Regularized Federated Learning for Privacy-Preserving Dysarthric and Elderly Speech Recognition
This work addresses privacy-preserving speech recognition for dysarthric and elderly individuals, representing an incremental improvement in federated learning methods for a specific domain.
The paper tackled the challenge of accurate dysarthric and elderly speech recognition by investigating regularized federated learning techniques to address data scarcity and privacy concerns, achieving statistically significant word error rate reductions of up to 0.55% absolute (2.13% relative) compared to baseline systems.

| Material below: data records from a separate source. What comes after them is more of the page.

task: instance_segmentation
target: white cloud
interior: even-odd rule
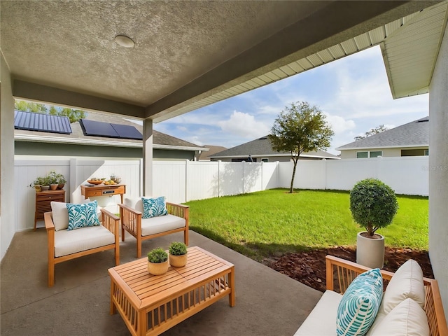
[[[263,122],[256,121],[253,115],[234,111],[227,120],[218,122],[223,131],[233,135],[255,139],[268,134],[270,128]]]
[[[335,134],[354,130],[356,126],[353,120],[346,120],[343,117],[331,115],[326,112],[323,114],[326,116],[327,121]]]

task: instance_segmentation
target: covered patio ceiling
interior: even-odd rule
[[[1,46],[16,98],[157,122],[379,44],[393,97],[425,93],[447,4],[3,1]]]

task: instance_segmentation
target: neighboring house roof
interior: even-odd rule
[[[222,146],[204,145],[204,147],[205,147],[206,148],[209,148],[209,151],[202,152],[198,160],[210,160],[209,157],[211,155],[219,152],[222,152],[223,150],[225,150],[227,149],[226,147],[223,147]]]
[[[252,156],[290,156],[289,152],[277,152],[272,149],[271,141],[267,137],[262,136],[261,138],[253,140],[246,144],[243,144],[236,147],[232,147],[226,150],[217,153],[210,158],[218,159],[220,158],[247,158],[248,155]],[[317,150],[313,152],[302,153],[300,154],[303,158],[318,158],[325,159],[338,159],[336,155],[330,154],[323,150]]]
[[[31,113],[22,112],[22,113]],[[134,126],[143,134],[143,126],[118,115],[102,113],[99,112],[86,113],[85,119],[92,121],[100,121],[113,124]],[[96,145],[118,147],[142,147],[141,140],[130,139],[117,139],[106,136],[92,136],[84,135],[79,122],[70,124],[71,134],[56,134],[40,131],[30,131],[27,130],[14,130],[14,139],[20,141],[32,141],[40,142],[52,142],[59,144],[72,144],[80,145]],[[181,140],[170,135],[153,130],[153,148],[157,149],[175,149],[178,150],[208,150],[208,148],[201,147],[190,142]]]
[[[422,118],[336,148],[388,148],[429,146],[429,117]]]

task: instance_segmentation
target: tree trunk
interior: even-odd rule
[[[297,162],[299,159],[294,160],[293,159],[293,162],[294,162],[294,167],[293,168],[293,177],[291,178],[291,185],[289,187],[289,193],[292,194],[294,191],[294,176],[295,176],[295,168],[297,167]]]

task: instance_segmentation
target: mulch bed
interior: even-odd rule
[[[263,263],[309,287],[324,292],[326,276],[325,257],[328,254],[356,262],[354,247],[337,246],[300,253],[288,253],[274,259],[265,260]],[[386,247],[383,270],[396,272],[409,259],[414,259],[420,265],[424,276],[434,279],[429,255],[424,251]]]

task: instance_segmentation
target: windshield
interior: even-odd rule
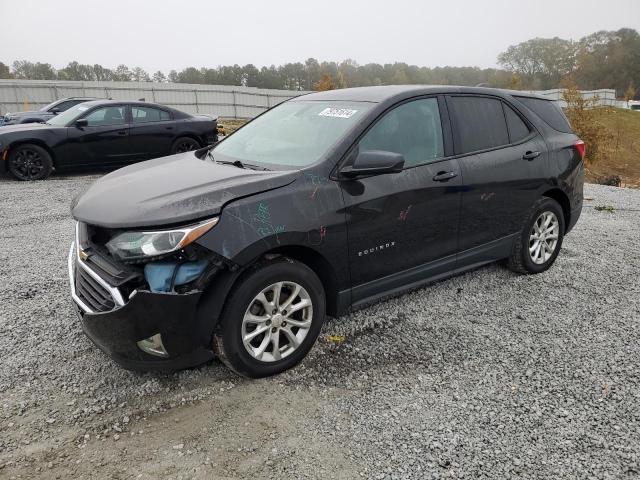
[[[371,107],[363,102],[285,102],[214,147],[213,157],[276,168],[311,165]]]
[[[71,107],[69,110],[65,110],[64,112],[59,113],[53,118],[50,118],[49,120],[47,120],[47,124],[56,125],[58,127],[65,127],[87,110],[89,110],[89,107],[81,103],[79,105]]]

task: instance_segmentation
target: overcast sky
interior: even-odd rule
[[[492,67],[533,37],[621,27],[640,30],[640,0],[0,0],[0,61],[151,73],[309,57]]]

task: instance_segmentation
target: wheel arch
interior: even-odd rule
[[[229,292],[234,286],[241,282],[242,277],[260,262],[278,257],[291,258],[313,270],[325,290],[327,314],[332,316],[339,314],[338,280],[335,270],[329,261],[312,248],[289,245],[263,252],[240,268],[226,269],[215,275],[204,288],[202,298],[198,304],[197,315],[199,323],[212,327],[210,333],[213,334],[213,330],[221,320],[220,317],[229,297]]]
[[[568,225],[571,223],[571,202],[566,193],[559,188],[552,188],[542,194],[543,197],[552,198],[562,207],[562,215],[564,216],[565,233]]]
[[[31,144],[31,145],[37,145],[40,148],[43,148],[44,150],[47,151],[47,153],[51,156],[51,163],[53,164],[53,167],[56,167],[56,155],[53,152],[53,150],[51,149],[51,147],[49,147],[49,145],[47,145],[45,142],[43,142],[40,139],[37,138],[29,138],[29,139],[20,139],[20,140],[15,140],[13,142],[11,142],[9,145],[7,145],[7,147],[4,149],[4,152],[7,152],[6,155],[9,156],[11,155],[11,152],[16,149],[17,147],[19,147],[20,145],[25,145],[25,144]],[[4,158],[4,155],[3,155]],[[9,162],[5,161],[4,163],[4,171],[7,172],[9,171]]]

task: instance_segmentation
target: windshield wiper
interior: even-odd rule
[[[209,159],[213,162],[213,163],[220,163],[222,165],[233,165],[234,167],[238,167],[238,168],[248,168],[251,170],[269,170],[267,167],[261,167],[258,165],[253,165],[251,163],[244,163],[241,162],[240,160],[216,160],[215,157],[213,156],[213,152],[211,150],[207,150],[207,157],[209,157]]]
[[[269,170],[266,167],[261,167],[258,165],[252,165],[251,163],[243,163],[240,160],[214,160],[215,163],[221,163],[223,165],[233,165],[238,168],[248,168],[250,170]]]

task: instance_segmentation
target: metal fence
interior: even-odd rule
[[[0,114],[37,110],[64,97],[98,97],[139,100],[168,105],[187,113],[207,113],[218,117],[253,118],[267,108],[308,92],[267,90],[227,85],[194,85],[150,82],[72,82],[50,80],[0,80]],[[562,90],[536,91],[563,107]],[[583,91],[598,97],[598,105],[628,108],[616,100],[613,89]]]
[[[562,99],[561,88],[556,88],[553,90],[530,90],[530,93],[537,93],[538,95],[543,95],[545,97],[550,98],[560,104],[561,107],[566,107],[566,102]],[[616,91],[614,89],[603,88],[600,90],[581,90],[582,96],[584,98],[596,98],[596,105],[599,106],[607,106],[607,107],[618,107],[618,108],[628,108],[627,102],[623,100],[616,100]]]
[[[64,97],[98,97],[144,98],[191,114],[253,118],[269,107],[304,93],[307,92],[186,83],[0,80],[0,114],[37,110]]]

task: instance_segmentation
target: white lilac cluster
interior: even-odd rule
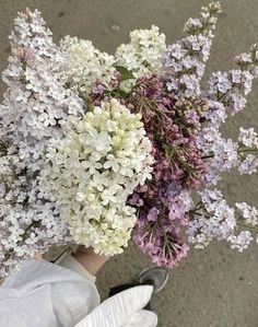
[[[235,203],[235,210],[216,189],[204,189],[199,195],[201,206],[191,212],[194,219],[187,229],[188,241],[196,248],[203,248],[213,238],[227,241],[239,252],[247,248],[255,236],[249,227],[257,226],[257,209],[242,202]]]
[[[110,86],[116,69],[115,57],[96,49],[91,40],[66,36],[61,43],[60,71],[74,91],[90,93],[96,82]]]
[[[42,196],[58,205],[77,243],[105,255],[121,253],[136,223],[127,198],[152,172],[141,115],[112,98],[72,126],[64,139],[50,142]]]
[[[238,136],[239,157],[238,172],[243,174],[254,174],[258,168],[258,136],[254,128],[239,129]]]
[[[117,65],[126,67],[136,78],[162,70],[162,56],[166,50],[166,37],[159,27],[136,30],[130,33],[130,43],[116,50]]]
[[[12,56],[3,72],[8,90],[0,106],[0,277],[8,269],[69,240],[51,201],[38,197],[36,177],[50,138],[62,137],[68,117],[83,113],[82,100],[59,82],[59,51],[38,11],[15,20]]]
[[[200,80],[204,72],[204,61],[210,55],[215,28],[216,15],[221,12],[219,2],[203,7],[200,20],[190,19],[185,25],[187,37],[167,47],[163,58],[163,68],[167,79],[167,89],[186,97],[199,95]],[[179,96],[179,95],[178,95]]]

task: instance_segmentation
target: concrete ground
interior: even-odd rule
[[[39,9],[55,38],[66,34],[90,38],[108,52],[138,27],[160,26],[167,43],[181,36],[184,22],[197,16],[204,0],[0,0],[0,70],[7,66],[7,36],[17,11]],[[232,57],[258,42],[258,0],[223,0],[208,73],[232,67]],[[207,74],[208,75],[208,74]],[[1,85],[1,92],[3,87]],[[235,135],[242,124],[258,128],[258,83],[245,113],[228,121],[225,132]],[[258,176],[231,174],[221,186],[230,201],[257,205]],[[258,245],[257,245],[258,246]],[[244,254],[212,244],[191,252],[179,268],[171,270],[166,289],[153,300],[161,327],[256,327],[258,326],[258,247]],[[103,299],[109,285],[130,281],[149,259],[131,246],[113,258],[98,277]],[[143,326],[144,327],[144,326]]]

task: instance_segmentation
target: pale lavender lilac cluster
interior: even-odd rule
[[[258,167],[254,128],[221,132],[246,106],[258,46],[201,90],[220,12],[203,7],[168,46],[155,26],[133,31],[115,56],[77,37],[58,46],[38,11],[19,15],[0,106],[0,277],[52,244],[121,253],[134,222],[137,245],[168,267],[189,243],[242,252],[257,238],[257,209],[214,188]]]

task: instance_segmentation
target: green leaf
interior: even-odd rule
[[[124,66],[115,66],[116,70],[121,74],[121,82],[134,79],[133,73]]]

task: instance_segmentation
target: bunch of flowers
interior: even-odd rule
[[[258,46],[200,86],[220,12],[202,8],[168,46],[155,26],[133,31],[115,56],[77,37],[55,45],[38,11],[19,15],[0,106],[2,277],[52,244],[114,255],[132,233],[174,267],[189,243],[242,252],[257,240],[256,208],[231,207],[215,188],[223,173],[258,167],[254,128],[221,132],[246,105]]]
[[[71,125],[63,139],[49,142],[40,196],[60,208],[74,242],[106,255],[121,253],[136,224],[127,198],[152,172],[141,115],[112,98]]]

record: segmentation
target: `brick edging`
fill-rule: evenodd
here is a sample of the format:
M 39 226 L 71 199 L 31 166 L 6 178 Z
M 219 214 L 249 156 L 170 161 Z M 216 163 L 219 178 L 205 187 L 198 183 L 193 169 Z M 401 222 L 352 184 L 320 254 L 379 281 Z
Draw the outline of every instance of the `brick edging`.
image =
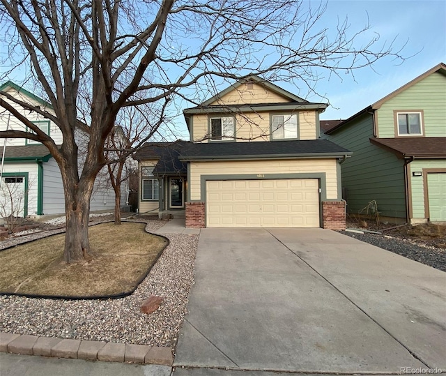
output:
M 172 349 L 0 332 L 0 352 L 171 366 Z

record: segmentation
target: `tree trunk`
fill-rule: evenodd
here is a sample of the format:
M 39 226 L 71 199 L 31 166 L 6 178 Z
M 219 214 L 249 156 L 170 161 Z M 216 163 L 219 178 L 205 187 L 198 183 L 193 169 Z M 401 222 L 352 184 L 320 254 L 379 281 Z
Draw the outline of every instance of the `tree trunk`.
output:
M 68 263 L 80 262 L 91 259 L 89 241 L 90 198 L 94 179 L 89 181 L 72 181 L 63 172 L 65 186 L 65 211 L 66 233 L 63 260 Z
M 114 190 L 114 224 L 121 225 L 121 184 L 113 187 Z

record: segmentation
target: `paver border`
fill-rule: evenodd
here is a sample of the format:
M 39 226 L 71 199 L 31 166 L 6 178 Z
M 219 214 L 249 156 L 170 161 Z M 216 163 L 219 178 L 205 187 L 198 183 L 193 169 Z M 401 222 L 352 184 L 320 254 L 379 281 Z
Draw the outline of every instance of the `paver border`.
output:
M 79 349 L 81 349 L 81 347 L 83 347 L 82 343 L 85 343 L 86 345 L 91 345 L 93 343 L 97 342 L 98 347 L 100 347 L 100 350 L 102 353 L 102 356 L 101 356 L 101 358 L 102 359 L 105 359 L 105 358 L 122 359 L 123 363 L 140 363 L 141 364 L 158 364 L 160 366 L 171 366 L 174 363 L 172 349 L 171 347 L 163 347 L 161 346 L 149 346 L 146 345 L 139 345 L 139 349 L 140 350 L 144 349 L 141 347 L 142 346 L 144 346 L 145 347 L 146 347 L 146 349 L 147 349 L 147 352 L 146 352 L 146 356 L 144 356 L 144 361 L 141 362 L 134 361 L 125 361 L 125 354 L 126 348 L 129 347 L 129 349 L 132 349 L 132 350 L 134 349 L 134 348 L 132 348 L 132 347 L 134 347 L 134 345 L 133 344 L 123 344 L 123 343 L 112 343 L 112 342 L 105 343 L 103 341 L 70 340 L 74 341 L 77 341 L 77 340 L 79 341 L 79 344 L 77 343 L 76 344 L 77 347 L 75 349 L 73 350 L 72 348 L 70 348 L 70 349 L 67 349 L 67 350 L 65 351 L 65 349 L 63 349 L 56 348 L 55 349 L 55 350 L 57 350 L 57 351 L 52 351 L 54 347 L 56 347 L 57 345 L 60 345 L 60 343 L 62 343 L 63 340 L 66 341 L 67 340 L 66 338 L 52 338 L 52 337 L 43 337 L 43 336 L 32 336 L 33 340 L 34 340 L 34 337 L 36 338 L 36 340 L 34 340 L 33 343 L 33 346 L 31 347 L 32 354 L 30 353 L 29 352 L 27 352 L 27 354 L 24 354 L 23 352 L 20 352 L 20 348 L 16 349 L 15 347 L 12 347 L 11 348 L 8 346 L 8 345 L 13 341 L 20 342 L 20 338 L 23 338 L 25 340 L 27 339 L 29 340 L 29 337 L 30 336 L 26 334 L 14 334 L 10 333 L 0 332 L 0 342 L 1 343 L 1 345 L 2 345 L 1 347 L 0 348 L 0 352 L 7 352 L 10 354 L 21 354 L 22 355 L 32 354 L 35 356 L 46 356 L 46 355 L 42 354 L 41 349 L 39 349 L 38 351 L 35 351 L 33 348 L 36 344 L 38 343 L 38 342 L 40 343 L 41 341 L 45 341 L 48 344 L 47 349 L 45 349 L 47 350 L 45 352 L 45 354 L 51 354 L 52 357 L 84 359 L 85 358 L 82 357 L 82 356 L 81 356 L 81 357 L 79 356 Z M 45 339 L 43 339 L 41 340 L 41 341 L 39 341 L 40 338 L 45 338 Z M 52 345 L 50 343 L 51 341 L 49 341 L 48 338 L 52 338 L 52 340 L 54 340 L 54 343 Z M 106 345 L 108 345 L 108 344 L 110 344 L 110 345 L 107 346 Z M 114 345 L 116 345 L 116 346 L 114 346 Z M 59 345 L 59 347 L 60 347 L 60 345 Z M 115 350 L 116 348 L 121 348 L 122 357 L 118 356 L 118 358 L 116 358 L 116 351 L 113 352 L 113 354 L 107 354 L 107 352 L 104 350 L 109 347 L 110 349 L 114 349 Z M 170 351 L 168 352 L 167 349 L 169 349 L 169 350 Z M 148 355 L 149 353 L 153 354 L 156 354 L 156 356 L 148 356 L 147 355 Z M 100 359 L 98 359 L 97 354 L 96 354 L 95 359 L 92 359 L 91 357 L 89 357 L 89 359 L 90 360 L 100 361 Z

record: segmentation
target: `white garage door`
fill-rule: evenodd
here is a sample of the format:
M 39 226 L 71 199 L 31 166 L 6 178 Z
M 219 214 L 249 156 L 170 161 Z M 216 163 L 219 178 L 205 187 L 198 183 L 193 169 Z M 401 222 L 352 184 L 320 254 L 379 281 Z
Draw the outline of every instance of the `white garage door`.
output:
M 206 182 L 208 227 L 318 227 L 318 180 Z

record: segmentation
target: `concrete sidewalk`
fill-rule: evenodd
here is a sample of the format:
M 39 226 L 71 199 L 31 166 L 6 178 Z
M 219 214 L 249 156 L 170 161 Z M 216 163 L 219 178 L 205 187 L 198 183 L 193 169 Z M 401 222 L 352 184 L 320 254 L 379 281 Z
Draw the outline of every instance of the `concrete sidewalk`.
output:
M 446 368 L 442 271 L 322 229 L 203 229 L 195 266 L 175 374 Z

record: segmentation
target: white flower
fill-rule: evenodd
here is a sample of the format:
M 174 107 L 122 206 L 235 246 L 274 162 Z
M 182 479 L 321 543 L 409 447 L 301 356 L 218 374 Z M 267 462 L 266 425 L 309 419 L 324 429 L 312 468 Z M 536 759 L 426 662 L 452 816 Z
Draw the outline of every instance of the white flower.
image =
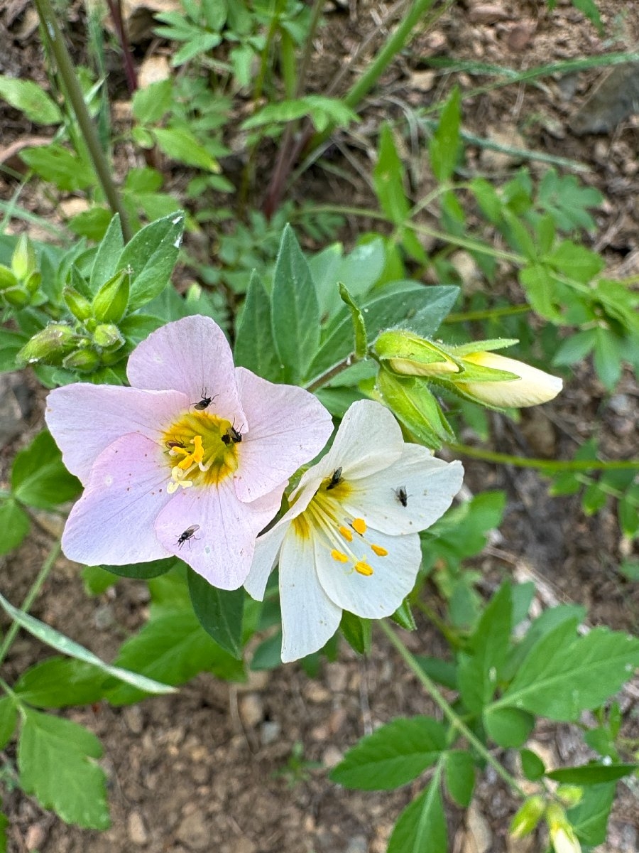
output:
M 283 661 L 321 648 L 343 610 L 366 618 L 394 612 L 415 583 L 419 531 L 448 508 L 463 475 L 461 462 L 405 444 L 378 403 L 353 403 L 291 508 L 258 537 L 245 583 L 262 600 L 279 559 Z

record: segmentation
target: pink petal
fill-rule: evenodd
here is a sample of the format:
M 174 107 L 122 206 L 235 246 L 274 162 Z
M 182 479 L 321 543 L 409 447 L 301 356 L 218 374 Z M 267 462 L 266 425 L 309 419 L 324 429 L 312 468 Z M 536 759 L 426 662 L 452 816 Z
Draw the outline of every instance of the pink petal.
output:
M 252 503 L 238 500 L 231 479 L 180 491 L 156 520 L 158 538 L 212 586 L 237 589 L 249 573 L 257 534 L 274 518 L 283 491 L 284 485 Z
M 160 442 L 188 403 L 176 391 L 78 382 L 51 392 L 44 418 L 65 465 L 86 484 L 94 461 L 116 438 L 136 432 Z
M 212 397 L 209 411 L 245 421 L 235 383 L 231 347 L 210 317 L 195 315 L 152 332 L 129 357 L 129 381 L 135 388 L 181 391 L 189 403 Z
M 159 447 L 142 435 L 117 438 L 91 469 L 66 520 L 62 550 L 88 566 L 125 566 L 170 556 L 153 523 L 170 500 L 170 474 Z
M 249 428 L 236 445 L 235 490 L 240 501 L 253 501 L 317 456 L 332 432 L 332 421 L 303 388 L 268 382 L 245 368 L 238 368 L 236 375 Z

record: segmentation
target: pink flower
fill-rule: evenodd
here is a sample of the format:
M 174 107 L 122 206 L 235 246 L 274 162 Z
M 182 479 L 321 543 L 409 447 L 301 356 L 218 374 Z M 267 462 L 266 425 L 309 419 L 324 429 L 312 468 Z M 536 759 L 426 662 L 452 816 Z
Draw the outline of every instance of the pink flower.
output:
M 52 391 L 46 421 L 84 486 L 66 555 L 120 566 L 176 554 L 239 587 L 288 478 L 324 447 L 331 415 L 302 388 L 236 368 L 222 329 L 187 316 L 131 353 L 131 387 Z

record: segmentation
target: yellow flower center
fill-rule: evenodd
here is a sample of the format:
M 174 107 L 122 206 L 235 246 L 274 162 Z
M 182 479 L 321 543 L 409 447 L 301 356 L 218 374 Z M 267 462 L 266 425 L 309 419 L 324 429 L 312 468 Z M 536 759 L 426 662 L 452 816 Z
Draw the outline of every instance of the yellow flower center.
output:
M 169 494 L 181 486 L 211 486 L 238 468 L 238 443 L 225 441 L 232 424 L 205 411 L 187 412 L 163 436 L 170 466 Z
M 344 517 L 342 502 L 351 490 L 342 477 L 342 469 L 338 468 L 324 480 L 303 513 L 293 519 L 293 530 L 302 539 L 309 538 L 313 531 L 324 534 L 323 541 L 337 563 L 350 564 L 351 572 L 368 577 L 373 573 L 372 566 L 355 553 L 352 543 L 363 542 L 377 557 L 386 557 L 389 552 L 381 545 L 368 542 L 365 519 Z

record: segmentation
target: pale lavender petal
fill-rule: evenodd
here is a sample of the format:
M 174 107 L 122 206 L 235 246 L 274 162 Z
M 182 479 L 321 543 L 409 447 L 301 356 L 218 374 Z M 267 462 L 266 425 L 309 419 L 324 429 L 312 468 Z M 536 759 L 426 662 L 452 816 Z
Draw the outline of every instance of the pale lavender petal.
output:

Accurate recognition of dysarthric and elderly speech remains challenging to date. While privacy concerns have driven a shift from centralized approaches to federated learning (FL) to ensure data confidentiality, this further exacerbates the challenges of data scarcity, imbalanced data distribution and speaker heterogeneity. To this end, this paper conducts a systematic investigation of regularized FL techniques for privacy-preserving dysarthric and elderly speech recognition, addressing different levels of the FL process by 1) parameter-based, 2) embedding-based and 3) novel loss-based regularization. Experiments on the benchmark UASpeech dysarthric and DementiaBank Pitt elderly speech corpora suggest that regularized FL systems consistently outperform the baseline FedAvg system by statistically significant WER reductions of up to 0.55\% absolute (2.13\% relative). Further increasing communication frequency to one exchange per batch approaches centralized training performance.